German immigrants Wilhelm and Sophia Ney homesteaded along the Minnesota River just east of Henderson, MN in the 1850s. Wilhelm built a large 22’x 32’ cabin from maple and basswood logs in 1855 which served as the family’s home until he built a larger house out of the local, cream colored Chaska brick. The old home was cocooned in board and batten siding and then converted into a horse barn after the family moved to their new home. However, despite being used to stable horses for many decades, remnants of the original daubing, lath and lime plaster have survived on a rear wall.

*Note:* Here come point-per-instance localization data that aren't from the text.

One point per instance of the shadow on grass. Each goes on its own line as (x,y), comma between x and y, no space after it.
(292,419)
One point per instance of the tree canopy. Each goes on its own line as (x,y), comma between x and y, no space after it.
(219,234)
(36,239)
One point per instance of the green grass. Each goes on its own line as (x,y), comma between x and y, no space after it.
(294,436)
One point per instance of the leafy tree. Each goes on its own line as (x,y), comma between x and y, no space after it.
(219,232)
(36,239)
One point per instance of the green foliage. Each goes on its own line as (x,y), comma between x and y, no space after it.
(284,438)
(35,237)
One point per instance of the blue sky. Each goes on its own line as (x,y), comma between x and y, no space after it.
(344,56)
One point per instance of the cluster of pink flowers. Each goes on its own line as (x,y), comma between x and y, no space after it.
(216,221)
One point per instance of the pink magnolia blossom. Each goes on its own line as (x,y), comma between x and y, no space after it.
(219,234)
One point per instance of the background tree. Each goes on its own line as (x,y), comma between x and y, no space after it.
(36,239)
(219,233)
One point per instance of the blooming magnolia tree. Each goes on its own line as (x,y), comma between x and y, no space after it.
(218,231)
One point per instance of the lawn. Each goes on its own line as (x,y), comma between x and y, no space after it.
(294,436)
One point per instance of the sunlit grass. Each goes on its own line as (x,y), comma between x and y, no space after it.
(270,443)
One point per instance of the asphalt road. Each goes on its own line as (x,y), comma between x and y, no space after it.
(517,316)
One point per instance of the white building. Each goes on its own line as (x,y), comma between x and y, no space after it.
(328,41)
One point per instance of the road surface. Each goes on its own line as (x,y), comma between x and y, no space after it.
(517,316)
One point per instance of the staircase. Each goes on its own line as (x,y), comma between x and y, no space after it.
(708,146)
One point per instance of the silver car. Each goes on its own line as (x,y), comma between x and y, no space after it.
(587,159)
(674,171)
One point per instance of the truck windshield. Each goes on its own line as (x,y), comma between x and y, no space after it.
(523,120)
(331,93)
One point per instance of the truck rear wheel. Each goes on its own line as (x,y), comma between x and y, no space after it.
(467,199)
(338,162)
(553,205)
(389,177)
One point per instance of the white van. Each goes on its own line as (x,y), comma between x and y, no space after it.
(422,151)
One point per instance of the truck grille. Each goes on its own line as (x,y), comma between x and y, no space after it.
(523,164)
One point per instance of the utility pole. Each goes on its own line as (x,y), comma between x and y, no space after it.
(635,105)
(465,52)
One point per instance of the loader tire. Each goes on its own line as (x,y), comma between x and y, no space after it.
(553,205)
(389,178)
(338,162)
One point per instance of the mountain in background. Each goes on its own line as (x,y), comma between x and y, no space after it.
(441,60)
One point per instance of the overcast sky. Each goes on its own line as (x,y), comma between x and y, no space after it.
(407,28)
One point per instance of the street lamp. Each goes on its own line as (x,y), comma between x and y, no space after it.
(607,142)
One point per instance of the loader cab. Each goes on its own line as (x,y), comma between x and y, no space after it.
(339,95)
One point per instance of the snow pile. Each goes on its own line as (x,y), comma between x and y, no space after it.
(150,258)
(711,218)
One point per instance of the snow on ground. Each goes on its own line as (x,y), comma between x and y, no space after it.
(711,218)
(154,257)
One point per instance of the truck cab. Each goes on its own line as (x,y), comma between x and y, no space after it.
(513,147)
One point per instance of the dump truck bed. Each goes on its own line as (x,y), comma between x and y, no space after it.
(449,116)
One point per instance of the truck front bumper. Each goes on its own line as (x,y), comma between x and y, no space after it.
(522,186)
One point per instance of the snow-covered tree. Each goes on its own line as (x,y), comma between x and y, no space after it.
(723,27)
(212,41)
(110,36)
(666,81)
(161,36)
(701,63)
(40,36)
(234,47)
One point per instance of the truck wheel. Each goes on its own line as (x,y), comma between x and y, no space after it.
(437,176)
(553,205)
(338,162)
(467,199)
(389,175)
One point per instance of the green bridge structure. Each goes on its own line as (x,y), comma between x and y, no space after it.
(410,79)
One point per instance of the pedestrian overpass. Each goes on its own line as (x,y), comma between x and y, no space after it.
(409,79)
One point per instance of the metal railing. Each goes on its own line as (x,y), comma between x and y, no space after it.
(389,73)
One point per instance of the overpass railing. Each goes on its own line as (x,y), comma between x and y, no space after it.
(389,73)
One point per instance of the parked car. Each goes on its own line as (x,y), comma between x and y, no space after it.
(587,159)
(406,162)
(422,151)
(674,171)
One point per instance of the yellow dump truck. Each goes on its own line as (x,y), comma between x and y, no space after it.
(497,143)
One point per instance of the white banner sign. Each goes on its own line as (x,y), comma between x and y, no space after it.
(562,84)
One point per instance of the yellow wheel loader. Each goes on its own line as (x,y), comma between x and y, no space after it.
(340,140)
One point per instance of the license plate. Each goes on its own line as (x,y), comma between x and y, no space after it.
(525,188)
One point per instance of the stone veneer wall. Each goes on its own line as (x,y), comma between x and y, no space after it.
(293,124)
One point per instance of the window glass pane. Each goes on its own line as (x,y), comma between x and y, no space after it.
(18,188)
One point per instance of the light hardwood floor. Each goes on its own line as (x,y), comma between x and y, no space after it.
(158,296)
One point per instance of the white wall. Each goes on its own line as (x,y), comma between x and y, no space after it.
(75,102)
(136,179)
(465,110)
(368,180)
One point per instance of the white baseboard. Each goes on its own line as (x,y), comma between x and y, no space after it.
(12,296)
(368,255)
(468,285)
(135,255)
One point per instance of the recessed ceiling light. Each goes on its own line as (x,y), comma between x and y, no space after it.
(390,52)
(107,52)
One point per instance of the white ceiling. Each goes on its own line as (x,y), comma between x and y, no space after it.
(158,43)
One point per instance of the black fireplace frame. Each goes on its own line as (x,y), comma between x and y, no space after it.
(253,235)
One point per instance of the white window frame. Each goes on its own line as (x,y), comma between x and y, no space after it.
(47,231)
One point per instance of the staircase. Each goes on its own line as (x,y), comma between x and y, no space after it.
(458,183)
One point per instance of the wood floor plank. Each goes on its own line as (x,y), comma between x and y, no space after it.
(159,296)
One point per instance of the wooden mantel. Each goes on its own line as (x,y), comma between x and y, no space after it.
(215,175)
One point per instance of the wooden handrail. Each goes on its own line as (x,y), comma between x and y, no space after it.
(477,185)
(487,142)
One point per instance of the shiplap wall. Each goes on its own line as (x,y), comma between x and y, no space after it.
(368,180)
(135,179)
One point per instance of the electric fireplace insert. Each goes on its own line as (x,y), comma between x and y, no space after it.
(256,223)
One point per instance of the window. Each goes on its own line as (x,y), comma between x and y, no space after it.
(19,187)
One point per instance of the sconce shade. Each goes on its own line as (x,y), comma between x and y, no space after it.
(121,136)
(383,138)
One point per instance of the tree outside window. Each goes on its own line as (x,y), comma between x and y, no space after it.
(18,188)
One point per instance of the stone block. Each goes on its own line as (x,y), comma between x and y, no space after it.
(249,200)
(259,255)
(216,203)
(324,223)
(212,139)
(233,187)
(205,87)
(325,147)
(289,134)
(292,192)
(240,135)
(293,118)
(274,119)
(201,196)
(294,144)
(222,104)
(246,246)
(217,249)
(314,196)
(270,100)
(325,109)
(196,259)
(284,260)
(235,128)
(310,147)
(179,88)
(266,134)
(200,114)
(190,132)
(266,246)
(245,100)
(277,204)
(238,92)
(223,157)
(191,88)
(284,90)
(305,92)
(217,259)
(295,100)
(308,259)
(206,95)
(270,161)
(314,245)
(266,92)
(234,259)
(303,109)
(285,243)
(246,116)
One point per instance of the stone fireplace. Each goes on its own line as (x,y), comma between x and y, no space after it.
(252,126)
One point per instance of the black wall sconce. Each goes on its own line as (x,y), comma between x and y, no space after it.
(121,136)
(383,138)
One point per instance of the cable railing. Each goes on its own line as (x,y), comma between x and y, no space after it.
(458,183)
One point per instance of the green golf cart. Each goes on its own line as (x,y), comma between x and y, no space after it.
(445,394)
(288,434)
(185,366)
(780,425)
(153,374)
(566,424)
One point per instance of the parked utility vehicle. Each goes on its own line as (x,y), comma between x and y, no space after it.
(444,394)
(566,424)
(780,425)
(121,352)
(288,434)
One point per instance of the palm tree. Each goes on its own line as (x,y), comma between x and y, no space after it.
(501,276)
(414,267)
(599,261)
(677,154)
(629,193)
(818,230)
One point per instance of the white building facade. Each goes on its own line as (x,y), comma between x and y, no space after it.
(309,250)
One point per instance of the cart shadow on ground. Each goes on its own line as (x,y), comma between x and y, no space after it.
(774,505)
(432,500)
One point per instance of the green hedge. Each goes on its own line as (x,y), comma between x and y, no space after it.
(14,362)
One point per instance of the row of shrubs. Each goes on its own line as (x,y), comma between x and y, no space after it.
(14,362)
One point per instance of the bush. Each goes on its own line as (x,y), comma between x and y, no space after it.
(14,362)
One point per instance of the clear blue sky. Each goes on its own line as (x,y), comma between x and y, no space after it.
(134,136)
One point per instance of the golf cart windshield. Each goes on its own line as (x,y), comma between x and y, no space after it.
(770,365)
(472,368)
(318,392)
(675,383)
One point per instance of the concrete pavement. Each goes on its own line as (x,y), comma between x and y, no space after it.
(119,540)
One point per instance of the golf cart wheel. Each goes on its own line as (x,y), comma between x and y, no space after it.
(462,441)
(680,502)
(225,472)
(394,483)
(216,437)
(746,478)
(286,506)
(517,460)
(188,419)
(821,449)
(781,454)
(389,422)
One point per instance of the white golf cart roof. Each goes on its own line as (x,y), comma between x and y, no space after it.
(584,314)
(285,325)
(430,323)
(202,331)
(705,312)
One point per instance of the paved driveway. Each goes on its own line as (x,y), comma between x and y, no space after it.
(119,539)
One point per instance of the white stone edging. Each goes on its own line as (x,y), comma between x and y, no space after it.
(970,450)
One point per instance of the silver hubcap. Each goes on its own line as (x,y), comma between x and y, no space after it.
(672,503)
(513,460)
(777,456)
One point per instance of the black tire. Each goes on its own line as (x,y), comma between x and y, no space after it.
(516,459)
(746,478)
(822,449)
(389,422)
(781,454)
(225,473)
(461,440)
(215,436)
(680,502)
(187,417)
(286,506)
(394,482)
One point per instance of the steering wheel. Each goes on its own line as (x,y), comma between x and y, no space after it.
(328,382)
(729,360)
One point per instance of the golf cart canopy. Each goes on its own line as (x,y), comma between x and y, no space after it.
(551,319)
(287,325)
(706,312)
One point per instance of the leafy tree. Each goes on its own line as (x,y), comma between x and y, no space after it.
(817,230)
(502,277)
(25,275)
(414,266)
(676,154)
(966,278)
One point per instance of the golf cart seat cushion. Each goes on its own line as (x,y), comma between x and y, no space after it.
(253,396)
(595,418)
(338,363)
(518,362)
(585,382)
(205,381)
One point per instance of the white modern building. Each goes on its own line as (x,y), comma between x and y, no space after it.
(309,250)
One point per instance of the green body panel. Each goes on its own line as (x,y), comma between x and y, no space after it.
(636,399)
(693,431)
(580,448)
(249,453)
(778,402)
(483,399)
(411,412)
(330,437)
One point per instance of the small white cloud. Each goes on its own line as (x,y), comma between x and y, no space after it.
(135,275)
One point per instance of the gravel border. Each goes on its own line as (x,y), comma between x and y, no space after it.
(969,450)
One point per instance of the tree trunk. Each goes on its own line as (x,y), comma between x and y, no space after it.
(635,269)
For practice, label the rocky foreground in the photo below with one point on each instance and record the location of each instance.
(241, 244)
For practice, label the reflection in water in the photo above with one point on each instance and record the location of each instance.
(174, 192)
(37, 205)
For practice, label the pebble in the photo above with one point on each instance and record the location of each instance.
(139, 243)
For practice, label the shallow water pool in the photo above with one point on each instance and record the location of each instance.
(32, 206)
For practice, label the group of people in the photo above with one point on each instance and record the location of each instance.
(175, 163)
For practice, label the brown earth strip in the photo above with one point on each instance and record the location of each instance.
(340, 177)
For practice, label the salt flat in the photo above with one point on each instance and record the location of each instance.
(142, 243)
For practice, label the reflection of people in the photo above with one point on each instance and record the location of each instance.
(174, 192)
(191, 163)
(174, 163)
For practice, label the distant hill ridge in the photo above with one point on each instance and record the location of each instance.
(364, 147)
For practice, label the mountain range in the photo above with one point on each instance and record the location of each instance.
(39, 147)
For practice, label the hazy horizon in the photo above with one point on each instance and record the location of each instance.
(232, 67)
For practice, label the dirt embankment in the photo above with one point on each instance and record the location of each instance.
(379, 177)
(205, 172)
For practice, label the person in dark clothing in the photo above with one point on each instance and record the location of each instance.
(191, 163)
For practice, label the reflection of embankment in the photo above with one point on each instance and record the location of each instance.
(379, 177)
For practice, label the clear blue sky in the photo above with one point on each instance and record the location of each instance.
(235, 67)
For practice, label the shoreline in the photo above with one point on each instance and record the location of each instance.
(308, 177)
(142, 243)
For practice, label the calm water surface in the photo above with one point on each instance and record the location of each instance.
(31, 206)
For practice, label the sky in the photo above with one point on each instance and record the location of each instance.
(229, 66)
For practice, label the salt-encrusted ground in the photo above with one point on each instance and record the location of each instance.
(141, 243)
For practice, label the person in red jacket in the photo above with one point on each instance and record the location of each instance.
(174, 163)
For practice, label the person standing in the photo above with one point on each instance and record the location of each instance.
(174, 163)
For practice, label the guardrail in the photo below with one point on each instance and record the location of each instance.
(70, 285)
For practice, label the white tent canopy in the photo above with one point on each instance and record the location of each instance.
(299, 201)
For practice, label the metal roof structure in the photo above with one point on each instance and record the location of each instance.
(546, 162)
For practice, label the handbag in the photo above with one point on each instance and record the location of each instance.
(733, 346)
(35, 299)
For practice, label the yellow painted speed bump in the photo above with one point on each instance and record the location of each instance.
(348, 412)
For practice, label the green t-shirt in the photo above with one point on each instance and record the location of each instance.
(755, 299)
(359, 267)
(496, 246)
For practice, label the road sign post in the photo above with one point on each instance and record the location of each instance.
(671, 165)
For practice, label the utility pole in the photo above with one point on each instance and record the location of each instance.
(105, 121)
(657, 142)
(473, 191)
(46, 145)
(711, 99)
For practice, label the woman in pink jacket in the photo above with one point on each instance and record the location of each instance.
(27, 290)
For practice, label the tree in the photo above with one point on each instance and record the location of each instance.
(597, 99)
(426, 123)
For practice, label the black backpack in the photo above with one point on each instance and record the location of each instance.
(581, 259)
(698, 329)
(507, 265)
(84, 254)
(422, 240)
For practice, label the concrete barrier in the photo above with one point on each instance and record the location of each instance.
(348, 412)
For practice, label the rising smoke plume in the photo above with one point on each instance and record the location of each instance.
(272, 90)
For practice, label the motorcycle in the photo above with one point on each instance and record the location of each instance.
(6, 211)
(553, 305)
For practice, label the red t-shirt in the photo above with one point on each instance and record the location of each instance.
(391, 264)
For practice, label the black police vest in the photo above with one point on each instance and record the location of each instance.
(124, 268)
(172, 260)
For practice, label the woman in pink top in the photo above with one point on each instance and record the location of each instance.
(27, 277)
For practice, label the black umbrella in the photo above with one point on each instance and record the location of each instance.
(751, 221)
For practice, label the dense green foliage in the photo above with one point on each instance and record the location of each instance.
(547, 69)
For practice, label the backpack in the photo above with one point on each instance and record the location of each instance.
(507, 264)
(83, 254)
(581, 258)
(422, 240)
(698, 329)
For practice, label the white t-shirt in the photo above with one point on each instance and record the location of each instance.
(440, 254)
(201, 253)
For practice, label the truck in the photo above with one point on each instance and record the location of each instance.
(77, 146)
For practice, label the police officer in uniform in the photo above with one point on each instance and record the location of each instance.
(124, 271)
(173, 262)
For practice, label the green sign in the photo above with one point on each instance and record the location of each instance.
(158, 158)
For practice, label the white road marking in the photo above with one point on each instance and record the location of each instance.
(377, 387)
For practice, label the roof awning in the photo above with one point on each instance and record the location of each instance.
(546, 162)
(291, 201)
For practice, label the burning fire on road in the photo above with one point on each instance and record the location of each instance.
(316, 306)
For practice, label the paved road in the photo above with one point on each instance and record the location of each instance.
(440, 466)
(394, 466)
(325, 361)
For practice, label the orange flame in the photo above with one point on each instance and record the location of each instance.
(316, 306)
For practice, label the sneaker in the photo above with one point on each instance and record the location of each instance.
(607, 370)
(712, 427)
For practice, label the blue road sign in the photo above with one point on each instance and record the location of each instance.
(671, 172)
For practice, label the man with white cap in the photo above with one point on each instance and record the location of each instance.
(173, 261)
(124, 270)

Once the newly plastered walls had cured they could be white washed, painted with brightly tinted oil or kalsomine paint or even covered with fashionable wallpaper bought at the local dry goods store. Indeed, some plaster, paint, siding and a new frame-and-panel door could make a log cabin look as refined as a frame house built in town. Only its thick, log walls might betray its humble beginnings.
The Ney log home was dismantled not long after these photos were taken and the logs used to build a new shelter house. The Ney Nature Center located just a few miles east of Henderson, MN along State Highway 19.